Amnesty for Polish citizens in USSR was the one-time amnesty in the USSR for those deprived of their freedom following the Soviet invasion of Poland in World War II. The signing of amnesty by the Presidium of the Supreme Soviet on 12 August 1941, resulted in temporary stop of persecutions of Polish citizens under the Soviet occupation. Their mass persecution accompanied the 1939 annexation of the entire eastern half of the Second Polish Republic in accordance with the Nazi-Soviet Pact against Poland. In order to de-Polonize all newly acquired territories, the Soviet NKVD rounded up and deported between 320,000 and 1 million Polish nationals to the eastern parts of the USSR, the Urals, and Siberia in the atmosphere of terror. There were four waves of deportations of entire families with children, women and elderly aboard freight trains from 1940 until 1941. The second wave of deportations by the Soviet occupational forces across Kresy (Polish eastern borderlands), affected 300,000 to 330,000 Poles, sent primarily to Kazakh SSR. The amnesty of 1941 was directed specifically at Polish victims of those deportations.

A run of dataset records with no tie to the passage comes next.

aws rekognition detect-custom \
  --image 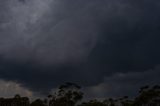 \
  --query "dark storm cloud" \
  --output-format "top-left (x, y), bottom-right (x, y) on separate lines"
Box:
top-left (0, 0), bottom-right (160, 95)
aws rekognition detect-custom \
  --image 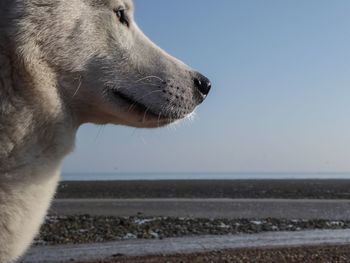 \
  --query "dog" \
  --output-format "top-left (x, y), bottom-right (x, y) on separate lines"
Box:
top-left (0, 0), bottom-right (211, 263)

The opportunity for evacuation of Polish civilians from the USSR came in a remarkable reversal of fortune. Following Operation Barbarossa, the USSR was forced to fight its own former ally, Nazi Germany, and in July 1941 signed the Sikorski–Mayski agreement with the Polish government-in-exile. The treaty granted amnesty for Polish citizens deported within the Soviet Union. The evacuation by General Anders lasted from March to September 1942. Well over 110,000 Poles rescued by the Polish government travelled to Iran including 36,000 women and children. The decision whom to consider Polish belonged to the Soviet side. As of 1 December 1941, the release of Polish nationals no longer included members of prewar minorities. All Polish Ukrainians, Belarusians, and Jews were considered Soviet and excluded from the amnesty.

==History==
The Soviet Union invaded Poland in 1939, breaking relations with the Polish government and repressing Polish citizens in the occupied territories. The outbreak of the Soviet-German War in 1941 and Sikorski-Mayski Negotiations led to the change of Soviet policies towards the Poles, as leniency was needed if Soviets were to recruit and create a Polish force under their command. On 12 August of that year Soviets issued an amnesty to Polish citizens.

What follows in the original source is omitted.